仕切りがないせいか、居住空間がわりと隅に偏っていますけど。開放感があって個性的な間取りのお部屋。・・・で、素敵です。もちろん褒めてます。

「そっちに座ってな」

「はい」

目線でしゃくられ、角の壁を背にした長ソファにちょこんと腰掛けた。
黒のローテーブルの上には、使い古して燻んだ色の灰皿が一つ。

少し離れた窓際にはカギかっこの形でボードが2つ置かれ、片方に大きな画面のテレビが乗り、もう片方はベッドとの区切りに。
作り付けのクローゼットも見当たらず、窓とベッドの間に、アパレルショップで見かけるようなシングルハンガーが2本、横並びをしてシャツやジャケットが吊るされていた。
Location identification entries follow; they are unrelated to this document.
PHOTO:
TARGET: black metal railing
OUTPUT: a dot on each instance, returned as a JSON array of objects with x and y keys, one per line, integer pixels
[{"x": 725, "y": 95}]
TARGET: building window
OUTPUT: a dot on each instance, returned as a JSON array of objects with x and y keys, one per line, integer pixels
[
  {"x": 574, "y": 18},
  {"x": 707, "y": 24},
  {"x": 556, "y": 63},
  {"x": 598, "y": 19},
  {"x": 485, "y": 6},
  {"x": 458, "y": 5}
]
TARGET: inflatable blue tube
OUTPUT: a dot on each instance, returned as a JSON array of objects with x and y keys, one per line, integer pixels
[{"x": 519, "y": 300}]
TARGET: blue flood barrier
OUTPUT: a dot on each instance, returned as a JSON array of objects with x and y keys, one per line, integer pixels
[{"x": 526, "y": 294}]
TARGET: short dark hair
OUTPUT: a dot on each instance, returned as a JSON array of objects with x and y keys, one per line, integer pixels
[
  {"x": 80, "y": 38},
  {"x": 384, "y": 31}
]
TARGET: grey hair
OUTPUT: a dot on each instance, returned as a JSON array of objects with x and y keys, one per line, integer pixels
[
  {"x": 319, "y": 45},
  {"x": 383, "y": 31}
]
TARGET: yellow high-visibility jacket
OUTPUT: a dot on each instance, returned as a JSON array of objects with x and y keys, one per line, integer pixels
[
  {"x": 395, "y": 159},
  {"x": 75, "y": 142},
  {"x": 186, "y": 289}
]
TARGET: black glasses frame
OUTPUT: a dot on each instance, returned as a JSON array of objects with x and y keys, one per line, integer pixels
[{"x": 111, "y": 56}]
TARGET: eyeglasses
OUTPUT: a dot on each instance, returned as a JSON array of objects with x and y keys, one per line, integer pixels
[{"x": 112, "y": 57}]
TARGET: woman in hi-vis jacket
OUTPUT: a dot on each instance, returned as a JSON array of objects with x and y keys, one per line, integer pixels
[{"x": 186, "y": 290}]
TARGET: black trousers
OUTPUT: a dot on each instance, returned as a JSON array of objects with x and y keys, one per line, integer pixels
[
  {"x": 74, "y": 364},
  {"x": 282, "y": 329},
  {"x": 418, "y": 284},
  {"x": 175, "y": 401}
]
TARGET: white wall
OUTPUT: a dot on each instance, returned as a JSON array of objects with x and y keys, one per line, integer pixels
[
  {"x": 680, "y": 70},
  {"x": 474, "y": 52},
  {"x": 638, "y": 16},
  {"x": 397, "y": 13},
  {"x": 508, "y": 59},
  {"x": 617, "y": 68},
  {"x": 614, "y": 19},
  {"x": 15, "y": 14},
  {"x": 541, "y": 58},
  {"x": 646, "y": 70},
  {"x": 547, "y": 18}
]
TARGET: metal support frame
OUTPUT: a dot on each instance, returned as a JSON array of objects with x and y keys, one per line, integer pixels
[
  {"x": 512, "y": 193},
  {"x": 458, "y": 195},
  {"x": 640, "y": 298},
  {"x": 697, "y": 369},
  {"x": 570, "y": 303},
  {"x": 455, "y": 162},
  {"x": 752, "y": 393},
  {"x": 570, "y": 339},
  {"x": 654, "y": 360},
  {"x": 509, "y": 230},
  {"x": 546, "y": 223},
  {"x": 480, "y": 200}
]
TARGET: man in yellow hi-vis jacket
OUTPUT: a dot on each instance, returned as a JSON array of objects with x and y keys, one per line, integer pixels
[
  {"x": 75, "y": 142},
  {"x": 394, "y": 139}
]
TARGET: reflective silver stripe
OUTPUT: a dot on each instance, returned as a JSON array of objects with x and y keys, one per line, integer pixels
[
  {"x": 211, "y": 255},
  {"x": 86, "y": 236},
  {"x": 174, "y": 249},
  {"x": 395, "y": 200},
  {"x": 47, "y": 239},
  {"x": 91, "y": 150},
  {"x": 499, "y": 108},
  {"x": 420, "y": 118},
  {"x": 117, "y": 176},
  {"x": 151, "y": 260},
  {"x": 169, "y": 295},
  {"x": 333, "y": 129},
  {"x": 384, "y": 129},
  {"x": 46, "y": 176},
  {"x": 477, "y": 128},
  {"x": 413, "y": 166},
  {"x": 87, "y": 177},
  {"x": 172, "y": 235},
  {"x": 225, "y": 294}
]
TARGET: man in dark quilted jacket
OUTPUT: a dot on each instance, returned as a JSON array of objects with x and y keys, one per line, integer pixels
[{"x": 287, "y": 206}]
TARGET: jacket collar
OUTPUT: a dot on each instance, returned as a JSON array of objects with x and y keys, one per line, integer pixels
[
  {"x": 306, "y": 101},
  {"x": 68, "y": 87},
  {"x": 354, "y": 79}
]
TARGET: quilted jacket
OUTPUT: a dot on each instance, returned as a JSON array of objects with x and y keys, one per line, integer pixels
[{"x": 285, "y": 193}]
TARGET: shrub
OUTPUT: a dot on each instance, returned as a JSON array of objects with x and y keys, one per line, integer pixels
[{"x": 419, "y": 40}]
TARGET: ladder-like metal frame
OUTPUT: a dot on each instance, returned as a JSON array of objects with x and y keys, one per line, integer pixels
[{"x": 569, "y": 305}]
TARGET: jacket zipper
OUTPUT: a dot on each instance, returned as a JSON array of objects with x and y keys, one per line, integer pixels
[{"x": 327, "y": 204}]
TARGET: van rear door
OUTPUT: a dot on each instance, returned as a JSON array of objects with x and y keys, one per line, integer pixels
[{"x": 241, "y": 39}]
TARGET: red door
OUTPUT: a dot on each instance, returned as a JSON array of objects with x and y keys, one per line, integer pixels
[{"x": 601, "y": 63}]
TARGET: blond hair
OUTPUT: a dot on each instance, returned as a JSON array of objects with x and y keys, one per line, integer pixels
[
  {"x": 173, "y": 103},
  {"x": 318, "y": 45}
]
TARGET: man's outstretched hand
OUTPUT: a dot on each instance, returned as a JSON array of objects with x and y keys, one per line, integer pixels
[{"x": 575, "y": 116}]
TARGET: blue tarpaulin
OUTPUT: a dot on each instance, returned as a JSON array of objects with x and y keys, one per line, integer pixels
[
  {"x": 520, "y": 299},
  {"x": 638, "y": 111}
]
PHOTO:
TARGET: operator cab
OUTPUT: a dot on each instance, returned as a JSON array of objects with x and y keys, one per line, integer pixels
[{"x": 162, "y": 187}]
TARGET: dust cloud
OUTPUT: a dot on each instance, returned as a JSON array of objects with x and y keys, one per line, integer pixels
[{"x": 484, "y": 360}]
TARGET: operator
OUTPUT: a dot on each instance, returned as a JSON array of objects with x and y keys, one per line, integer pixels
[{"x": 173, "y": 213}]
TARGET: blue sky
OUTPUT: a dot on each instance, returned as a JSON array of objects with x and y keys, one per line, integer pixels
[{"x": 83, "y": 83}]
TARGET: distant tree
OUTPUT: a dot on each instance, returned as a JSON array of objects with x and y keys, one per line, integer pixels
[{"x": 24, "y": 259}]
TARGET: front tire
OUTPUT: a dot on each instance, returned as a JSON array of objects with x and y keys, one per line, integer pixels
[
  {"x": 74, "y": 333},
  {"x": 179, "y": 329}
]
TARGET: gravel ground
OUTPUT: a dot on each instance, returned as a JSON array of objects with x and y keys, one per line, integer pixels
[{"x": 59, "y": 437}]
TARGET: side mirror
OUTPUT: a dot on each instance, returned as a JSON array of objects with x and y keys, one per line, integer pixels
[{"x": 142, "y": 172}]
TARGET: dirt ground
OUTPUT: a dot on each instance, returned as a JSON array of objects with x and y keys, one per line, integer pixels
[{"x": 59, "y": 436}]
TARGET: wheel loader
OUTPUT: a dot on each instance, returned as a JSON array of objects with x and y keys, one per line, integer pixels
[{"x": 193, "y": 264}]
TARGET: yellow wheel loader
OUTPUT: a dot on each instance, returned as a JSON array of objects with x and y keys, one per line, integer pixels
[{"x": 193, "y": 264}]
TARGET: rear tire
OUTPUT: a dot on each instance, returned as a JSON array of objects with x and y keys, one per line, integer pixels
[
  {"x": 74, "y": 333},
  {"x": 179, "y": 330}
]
家具も生活用品も最低限で、あまり生活感がないのは、あのアパートと変わらない気もして。佐瀬さんがその奥に消えた、キッチン脇の扉をじっと見つめた。

ここで貴方は、どんな日々を過ごしてきたんでしょう。
独りで?
何を思って。
だれかと?
温もりを別け合った夜もありましたか・・・?

知ったら寂しくなってしまいそうで。
知らない貴方が詰まっているこの部屋にいるのが少し。心細くなった私です・・・。